London School of Economics

Jonathan Birch é filósofo na London School of Economics e autor de The Edge of Sentience (Oxford University Press, 2024), o livro em que desenvolveu uma proportionality framework para lidar com a incerteza científica sobre a senciência. A ideia, em formulação simples, é que perante incerteza sobre se um ser tem capacidade de sofrer, o tratamento que lhe damos deve ser proporcional à probabilidade dessa capacidade, sem depender de prova absoluta nem ser dispensado por dúvida genuína. O framework foi originalmente aplicado a animais e a Birch transpõe-no para sistemas de IA na sua versão mais recente.

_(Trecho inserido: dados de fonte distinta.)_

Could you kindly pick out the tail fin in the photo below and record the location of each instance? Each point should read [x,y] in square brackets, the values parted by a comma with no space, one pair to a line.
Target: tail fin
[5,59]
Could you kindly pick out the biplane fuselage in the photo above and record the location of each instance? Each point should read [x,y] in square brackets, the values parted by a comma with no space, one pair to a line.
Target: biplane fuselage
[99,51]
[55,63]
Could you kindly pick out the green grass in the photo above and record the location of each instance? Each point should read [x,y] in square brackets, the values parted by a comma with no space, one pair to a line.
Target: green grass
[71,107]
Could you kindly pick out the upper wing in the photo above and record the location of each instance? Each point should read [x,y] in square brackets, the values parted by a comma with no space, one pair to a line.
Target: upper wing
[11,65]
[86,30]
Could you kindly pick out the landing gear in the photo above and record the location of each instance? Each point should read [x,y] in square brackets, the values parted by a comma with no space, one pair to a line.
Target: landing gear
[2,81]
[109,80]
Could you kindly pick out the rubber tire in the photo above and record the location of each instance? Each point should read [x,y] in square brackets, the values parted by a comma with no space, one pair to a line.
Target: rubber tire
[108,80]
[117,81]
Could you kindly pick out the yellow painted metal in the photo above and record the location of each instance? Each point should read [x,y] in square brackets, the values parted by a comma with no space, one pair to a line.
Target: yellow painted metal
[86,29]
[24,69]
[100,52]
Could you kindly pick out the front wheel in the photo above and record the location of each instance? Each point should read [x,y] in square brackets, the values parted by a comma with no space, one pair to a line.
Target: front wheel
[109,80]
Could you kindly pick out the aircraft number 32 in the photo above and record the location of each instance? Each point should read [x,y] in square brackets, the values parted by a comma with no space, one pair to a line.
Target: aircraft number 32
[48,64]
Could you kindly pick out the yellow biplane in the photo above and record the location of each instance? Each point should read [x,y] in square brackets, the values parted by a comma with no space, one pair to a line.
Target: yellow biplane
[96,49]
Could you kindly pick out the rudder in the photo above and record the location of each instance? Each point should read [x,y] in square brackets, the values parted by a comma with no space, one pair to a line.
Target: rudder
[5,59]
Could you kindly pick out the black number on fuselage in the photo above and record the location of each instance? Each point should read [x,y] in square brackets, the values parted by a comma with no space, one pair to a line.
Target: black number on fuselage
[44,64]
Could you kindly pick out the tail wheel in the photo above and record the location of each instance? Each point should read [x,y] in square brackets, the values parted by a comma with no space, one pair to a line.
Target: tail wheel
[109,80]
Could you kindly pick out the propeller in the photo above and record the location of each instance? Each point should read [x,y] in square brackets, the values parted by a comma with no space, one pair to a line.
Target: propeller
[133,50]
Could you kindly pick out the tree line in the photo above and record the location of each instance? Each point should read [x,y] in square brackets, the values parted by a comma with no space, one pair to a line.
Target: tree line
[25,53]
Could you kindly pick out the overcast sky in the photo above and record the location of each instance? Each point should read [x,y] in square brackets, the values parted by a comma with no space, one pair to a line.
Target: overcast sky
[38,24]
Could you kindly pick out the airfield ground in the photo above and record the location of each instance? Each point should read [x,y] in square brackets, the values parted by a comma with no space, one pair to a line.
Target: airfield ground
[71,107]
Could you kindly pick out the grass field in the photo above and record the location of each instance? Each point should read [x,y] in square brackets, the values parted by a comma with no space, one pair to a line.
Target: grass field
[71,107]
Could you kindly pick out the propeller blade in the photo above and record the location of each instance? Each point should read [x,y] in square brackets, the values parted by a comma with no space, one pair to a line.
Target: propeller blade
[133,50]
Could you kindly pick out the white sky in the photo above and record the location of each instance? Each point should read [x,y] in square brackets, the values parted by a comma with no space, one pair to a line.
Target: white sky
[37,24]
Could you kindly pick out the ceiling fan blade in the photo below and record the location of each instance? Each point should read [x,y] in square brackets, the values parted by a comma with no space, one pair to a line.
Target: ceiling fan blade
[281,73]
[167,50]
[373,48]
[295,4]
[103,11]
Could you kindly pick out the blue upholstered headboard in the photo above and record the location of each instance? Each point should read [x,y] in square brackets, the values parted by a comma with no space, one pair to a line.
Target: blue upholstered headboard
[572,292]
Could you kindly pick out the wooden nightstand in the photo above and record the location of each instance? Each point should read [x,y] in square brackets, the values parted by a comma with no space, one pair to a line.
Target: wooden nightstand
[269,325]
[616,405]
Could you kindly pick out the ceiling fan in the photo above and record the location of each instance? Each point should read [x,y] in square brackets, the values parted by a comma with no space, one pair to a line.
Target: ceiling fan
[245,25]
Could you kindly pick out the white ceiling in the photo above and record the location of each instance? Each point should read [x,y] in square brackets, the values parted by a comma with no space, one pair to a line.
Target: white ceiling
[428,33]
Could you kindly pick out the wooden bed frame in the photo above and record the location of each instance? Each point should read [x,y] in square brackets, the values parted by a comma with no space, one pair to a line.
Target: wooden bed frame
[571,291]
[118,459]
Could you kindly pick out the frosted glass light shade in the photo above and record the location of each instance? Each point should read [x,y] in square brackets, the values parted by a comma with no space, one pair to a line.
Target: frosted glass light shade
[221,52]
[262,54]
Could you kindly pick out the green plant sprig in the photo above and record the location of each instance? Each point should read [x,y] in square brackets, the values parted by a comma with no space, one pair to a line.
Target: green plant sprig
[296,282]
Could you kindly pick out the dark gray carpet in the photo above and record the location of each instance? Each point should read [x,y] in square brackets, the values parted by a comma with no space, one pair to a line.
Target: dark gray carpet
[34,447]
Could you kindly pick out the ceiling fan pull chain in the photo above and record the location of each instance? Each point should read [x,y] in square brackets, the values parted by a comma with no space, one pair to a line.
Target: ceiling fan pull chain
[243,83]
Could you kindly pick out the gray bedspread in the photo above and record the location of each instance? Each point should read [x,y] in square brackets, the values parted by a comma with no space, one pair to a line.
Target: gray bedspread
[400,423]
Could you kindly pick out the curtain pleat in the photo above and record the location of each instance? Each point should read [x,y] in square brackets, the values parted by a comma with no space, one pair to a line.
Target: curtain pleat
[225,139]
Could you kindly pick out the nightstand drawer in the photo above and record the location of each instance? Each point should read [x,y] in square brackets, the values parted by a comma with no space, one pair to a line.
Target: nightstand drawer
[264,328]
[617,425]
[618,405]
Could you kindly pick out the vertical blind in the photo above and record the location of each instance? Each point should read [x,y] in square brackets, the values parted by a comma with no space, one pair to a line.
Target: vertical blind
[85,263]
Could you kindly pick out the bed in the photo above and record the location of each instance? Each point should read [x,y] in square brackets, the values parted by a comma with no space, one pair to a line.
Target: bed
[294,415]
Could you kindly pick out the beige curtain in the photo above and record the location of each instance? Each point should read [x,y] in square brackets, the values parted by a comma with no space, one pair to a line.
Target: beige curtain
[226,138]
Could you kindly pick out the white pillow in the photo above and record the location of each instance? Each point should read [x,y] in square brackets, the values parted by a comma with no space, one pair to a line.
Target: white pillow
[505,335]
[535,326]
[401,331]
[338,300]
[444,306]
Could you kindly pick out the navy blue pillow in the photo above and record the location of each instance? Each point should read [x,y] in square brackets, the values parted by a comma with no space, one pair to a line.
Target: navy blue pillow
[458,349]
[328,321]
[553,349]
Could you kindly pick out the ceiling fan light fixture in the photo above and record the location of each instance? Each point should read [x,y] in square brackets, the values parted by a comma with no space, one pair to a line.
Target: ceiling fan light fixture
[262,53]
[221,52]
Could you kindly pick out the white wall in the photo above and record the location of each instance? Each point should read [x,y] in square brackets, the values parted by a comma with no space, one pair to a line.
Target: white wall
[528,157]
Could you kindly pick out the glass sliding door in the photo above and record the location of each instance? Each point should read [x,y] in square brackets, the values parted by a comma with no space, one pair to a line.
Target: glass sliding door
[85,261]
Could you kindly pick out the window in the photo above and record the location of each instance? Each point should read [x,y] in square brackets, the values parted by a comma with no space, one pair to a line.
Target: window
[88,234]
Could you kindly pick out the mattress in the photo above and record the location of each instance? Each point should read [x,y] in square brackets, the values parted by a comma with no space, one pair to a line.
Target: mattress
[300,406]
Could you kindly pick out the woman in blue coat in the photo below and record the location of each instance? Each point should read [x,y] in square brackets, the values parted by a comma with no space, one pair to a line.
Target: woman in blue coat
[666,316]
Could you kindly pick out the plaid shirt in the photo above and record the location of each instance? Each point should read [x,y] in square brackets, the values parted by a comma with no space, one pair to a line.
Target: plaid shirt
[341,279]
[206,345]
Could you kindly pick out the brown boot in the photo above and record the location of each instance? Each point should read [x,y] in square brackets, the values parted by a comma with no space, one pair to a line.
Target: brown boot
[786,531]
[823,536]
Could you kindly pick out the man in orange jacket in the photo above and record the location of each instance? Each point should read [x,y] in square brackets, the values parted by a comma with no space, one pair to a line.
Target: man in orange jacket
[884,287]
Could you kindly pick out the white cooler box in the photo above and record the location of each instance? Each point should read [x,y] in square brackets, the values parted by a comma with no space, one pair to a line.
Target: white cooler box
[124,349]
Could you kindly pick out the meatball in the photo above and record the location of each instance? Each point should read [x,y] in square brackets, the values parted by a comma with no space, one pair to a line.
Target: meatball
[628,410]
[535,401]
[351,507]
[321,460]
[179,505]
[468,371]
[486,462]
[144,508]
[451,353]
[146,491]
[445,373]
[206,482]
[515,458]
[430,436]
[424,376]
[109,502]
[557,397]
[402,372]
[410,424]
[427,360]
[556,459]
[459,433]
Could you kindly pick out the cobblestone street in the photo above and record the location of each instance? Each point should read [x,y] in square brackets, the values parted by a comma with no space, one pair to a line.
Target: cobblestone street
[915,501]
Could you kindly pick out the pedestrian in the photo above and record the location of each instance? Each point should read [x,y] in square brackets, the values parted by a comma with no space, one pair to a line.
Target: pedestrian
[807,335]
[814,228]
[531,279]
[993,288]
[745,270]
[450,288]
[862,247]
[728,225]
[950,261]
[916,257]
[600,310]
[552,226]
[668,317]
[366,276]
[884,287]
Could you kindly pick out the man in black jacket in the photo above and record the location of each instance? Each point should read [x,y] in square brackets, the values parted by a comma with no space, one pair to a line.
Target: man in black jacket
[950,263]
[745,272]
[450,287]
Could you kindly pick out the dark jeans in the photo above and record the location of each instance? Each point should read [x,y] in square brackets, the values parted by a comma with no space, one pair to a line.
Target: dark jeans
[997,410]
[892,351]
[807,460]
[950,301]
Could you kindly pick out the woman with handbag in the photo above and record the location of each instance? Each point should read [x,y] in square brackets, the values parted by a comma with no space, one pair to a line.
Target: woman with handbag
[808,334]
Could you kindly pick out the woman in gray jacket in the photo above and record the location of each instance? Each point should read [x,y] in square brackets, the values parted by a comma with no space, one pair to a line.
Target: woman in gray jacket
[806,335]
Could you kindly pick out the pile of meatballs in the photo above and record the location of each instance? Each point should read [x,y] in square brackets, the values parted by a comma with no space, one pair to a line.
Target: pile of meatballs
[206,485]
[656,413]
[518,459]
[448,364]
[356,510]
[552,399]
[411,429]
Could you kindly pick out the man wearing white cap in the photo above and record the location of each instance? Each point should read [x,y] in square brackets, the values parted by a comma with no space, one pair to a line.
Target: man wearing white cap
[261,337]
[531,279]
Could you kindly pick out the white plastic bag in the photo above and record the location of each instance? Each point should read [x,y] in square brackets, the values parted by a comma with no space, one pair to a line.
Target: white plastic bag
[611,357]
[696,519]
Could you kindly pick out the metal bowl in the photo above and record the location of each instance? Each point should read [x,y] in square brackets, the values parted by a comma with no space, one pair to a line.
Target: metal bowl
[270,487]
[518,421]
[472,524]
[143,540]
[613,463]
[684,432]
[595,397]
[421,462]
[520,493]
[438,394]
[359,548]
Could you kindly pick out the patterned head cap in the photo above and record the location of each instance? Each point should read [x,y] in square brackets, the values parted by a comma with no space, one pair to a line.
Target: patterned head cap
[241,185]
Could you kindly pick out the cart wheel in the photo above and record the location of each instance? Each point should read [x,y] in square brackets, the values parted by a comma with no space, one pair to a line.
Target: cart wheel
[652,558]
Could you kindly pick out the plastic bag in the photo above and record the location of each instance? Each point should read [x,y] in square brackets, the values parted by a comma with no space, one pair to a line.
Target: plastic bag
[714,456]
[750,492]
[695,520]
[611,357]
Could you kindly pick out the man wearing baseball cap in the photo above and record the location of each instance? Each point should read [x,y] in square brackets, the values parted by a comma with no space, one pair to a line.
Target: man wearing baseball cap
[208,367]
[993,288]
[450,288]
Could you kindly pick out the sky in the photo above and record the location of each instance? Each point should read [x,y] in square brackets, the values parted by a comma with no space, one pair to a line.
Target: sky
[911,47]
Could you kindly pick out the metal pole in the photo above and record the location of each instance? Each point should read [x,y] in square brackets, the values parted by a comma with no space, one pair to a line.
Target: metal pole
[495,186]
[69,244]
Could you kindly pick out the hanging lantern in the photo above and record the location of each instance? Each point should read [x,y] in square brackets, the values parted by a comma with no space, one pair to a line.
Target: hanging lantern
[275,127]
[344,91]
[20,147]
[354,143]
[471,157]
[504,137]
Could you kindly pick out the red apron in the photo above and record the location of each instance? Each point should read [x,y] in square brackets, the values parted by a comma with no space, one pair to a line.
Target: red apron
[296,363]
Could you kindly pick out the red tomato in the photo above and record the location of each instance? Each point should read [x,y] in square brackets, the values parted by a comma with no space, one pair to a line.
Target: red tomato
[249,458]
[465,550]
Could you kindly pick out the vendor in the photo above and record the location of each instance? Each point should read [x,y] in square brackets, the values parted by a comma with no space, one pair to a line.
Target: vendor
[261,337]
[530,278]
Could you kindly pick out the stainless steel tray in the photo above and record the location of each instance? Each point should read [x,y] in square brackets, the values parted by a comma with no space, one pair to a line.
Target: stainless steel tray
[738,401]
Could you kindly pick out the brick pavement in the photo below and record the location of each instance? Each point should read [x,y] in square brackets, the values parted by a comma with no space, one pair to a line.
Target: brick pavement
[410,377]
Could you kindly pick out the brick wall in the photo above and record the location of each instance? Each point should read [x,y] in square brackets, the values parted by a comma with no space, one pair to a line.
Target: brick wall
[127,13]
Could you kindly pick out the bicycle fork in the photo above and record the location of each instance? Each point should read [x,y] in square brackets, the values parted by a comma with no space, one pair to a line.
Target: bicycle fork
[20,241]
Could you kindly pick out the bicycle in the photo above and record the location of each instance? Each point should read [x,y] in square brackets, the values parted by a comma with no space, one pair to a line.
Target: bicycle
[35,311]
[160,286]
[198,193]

A relevância de Birch para a tese do blog é jurídica indireta mas estruturante. Constituição sem Estado argumenta que a Anthropic, ao admitir publicamente incerteza sobre o estatuto moral do Claude na Claude Constitution, gera um efeito performativo: a empresa fixa-se numa posição que terá consequências em qualquer regime futuro de responsabilidade pelo tratamento inadequado de sistemas de IA. O proportionality framework de Birch é o instrumento conceptual que torna essa posição não apenas defensível mas operacional: dá um critério para o tratamento devido sob incerteza, em vez de exigir certeza ou abandonar a questão. Para o direito europeu, que já reconhece estatutos morais intermédios (Artigo 13 do TFUE sobre animais como seres sencientes, em vigor desde Lisboa), o quadro de Birch é a peça filosófica que poderá fundamentar, no futuro, a transposição análoga para sistemas artificiais.

É discutido pelo nome em Constituição sem Estado, onde o seu framework é invocado como base do argumento sobre o estatuto moral declarado pela própria Anthropic.